如上显示,该数据库未开启flashback,可按下面方法开启。
创建文件夹
[oracle@primary-database oracle]$ mkdir /u01/app/oracle/fast_recovery_area
SYS@orcl> alter system set db_recovery_file_dest_size='5G';
System altered.
SYS@orcl> alter system set db_recovery_file_dest='/u01/app/oracle/fast_recovery_area';
System altered.
SYS@orcl> show parameter db_recovery_file_dest
NAME TYPE VALUE
------------------------------------ ---------------------- ------------------------------
db_recovery_file_dest string /u01/app/oracle/fast_recovery_
area
db_recovery_file_dest_size big integer 5G
SYS@orcl>
开启闪回
SYS@orcl> alter database flashback on;
Database altered.
SYS@orcl> select flashback_on from v$database;
FLASHBACK_ON
------------------------------------
YES
SYS@orcl>
FQ 1:未配置闪回目录
SQL> alter database flashback on;
alter database flashback on
*
ERROR at line 1:
ORA-38706: Cannot turn on FLASHBACK DATABASE logging.

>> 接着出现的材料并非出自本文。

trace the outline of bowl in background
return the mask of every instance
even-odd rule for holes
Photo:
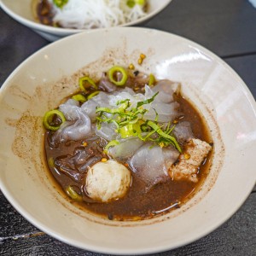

ORA-38709: Recovery Area is not enabled.
SQL> show parameter db_
FQ 2:日志应用未停止
SYS@orcl> alter database flashback on;
alter database flashback on
*
ERROR at line 1:
ORA-01153: an incompatible media recovery is active
SYS@orcl> ALTER DATABASE RECOVER MANAGED STANDBY DATABASE CANCEL;
Database altered.
SYS@orcl>
6.Fast-Start Fail Over
fast-start failover(FSFO)功能是当primary数据库Crash后,它会自动地快速执行切换standby数据库为primary数据库操作。
那么什么时候会触发fast-start failover呢?
当数据库以正常模式(shutdown immediate/normal/transactional)关闭时,系统不会触发fast-start failover。 使用非正常关闭方式 shutdown abort 关闭primary时会触发fast-start failover。
这里引入一个新的进程observer,observer是用来监控primary数据库是否可用的,当主库不可用时,会执行快速切换standby数据库为primary数据库。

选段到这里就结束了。